Ces textes prévoient en effet un dispositif d’indemnisation des victimes d’accidents de la circulation survenus dans un autre État de l’Espace économique européen, impliquant un véhicule ayant son stationnement habituel et son assureur dans l’un de ces États. Dans ce cadre, il permet, notamment, dans certaines circonstances, à la victime française d’être indemnisée en France par le FGAO en vertu des articles L. 424-1 et suivants du Code des assurances.
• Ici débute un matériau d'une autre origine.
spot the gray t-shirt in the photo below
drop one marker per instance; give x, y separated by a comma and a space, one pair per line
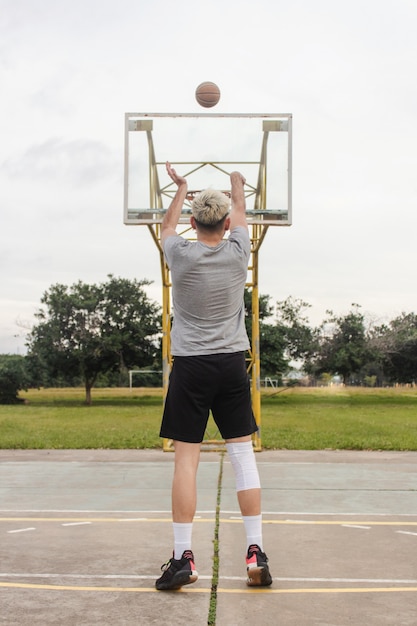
207, 293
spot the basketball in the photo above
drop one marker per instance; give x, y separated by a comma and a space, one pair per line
207, 94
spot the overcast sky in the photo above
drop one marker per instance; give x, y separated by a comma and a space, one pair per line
345, 70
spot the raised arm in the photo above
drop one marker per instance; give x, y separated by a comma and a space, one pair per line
172, 216
238, 210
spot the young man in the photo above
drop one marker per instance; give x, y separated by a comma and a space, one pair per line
208, 343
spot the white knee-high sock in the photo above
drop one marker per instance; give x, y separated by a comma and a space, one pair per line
182, 538
253, 528
242, 458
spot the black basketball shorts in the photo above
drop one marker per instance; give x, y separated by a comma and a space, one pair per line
198, 384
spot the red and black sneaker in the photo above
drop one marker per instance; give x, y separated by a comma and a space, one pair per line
177, 572
257, 567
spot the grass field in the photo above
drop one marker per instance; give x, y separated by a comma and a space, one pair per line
297, 418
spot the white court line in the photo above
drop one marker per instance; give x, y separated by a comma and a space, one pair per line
383, 581
356, 526
212, 511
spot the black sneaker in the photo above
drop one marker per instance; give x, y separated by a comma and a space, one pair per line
257, 567
177, 572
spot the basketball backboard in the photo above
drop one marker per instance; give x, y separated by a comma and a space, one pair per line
206, 148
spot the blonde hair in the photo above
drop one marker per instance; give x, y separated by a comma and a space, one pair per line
210, 206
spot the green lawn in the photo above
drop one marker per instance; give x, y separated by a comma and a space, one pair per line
297, 418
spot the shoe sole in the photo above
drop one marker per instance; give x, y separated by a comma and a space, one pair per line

La Cour de cassation a déjà eu ce type d’approche pour exclure de la compétence de la CIVI, les victimes d’accidents du travail (Cass. 2e civ., 7 mai 2003, n° 01-00.815 : JurisData n° 2003-018958 ; Resp. civ. et assur. 2003, chron. 23, arrêt n° 1, H. Groutel ; Bull. civ. II, n° 138), les victimes d’accidents de service (Cass. 2e civ., 30 juin 2005, n° 03-19.207 : JurisData n° 2005-029173 ; Resp. civ. et assur. 2005, étude 12, H. Groutel ; Bull. civ. II, n° 177) ainsi que les militaires tués ou blessés en service (Cass. 2e civ., 28 mars 2013, n° 11-18.025 : JurisData n° 2013-005525 ; Resp. civ. et assur. 2013, comm. 187, note H. Groutel). Il y aurait cette fois un argument textuel puisque l’article 706-3 exclut les atteintes entrant dans le champ de la loi Badinter.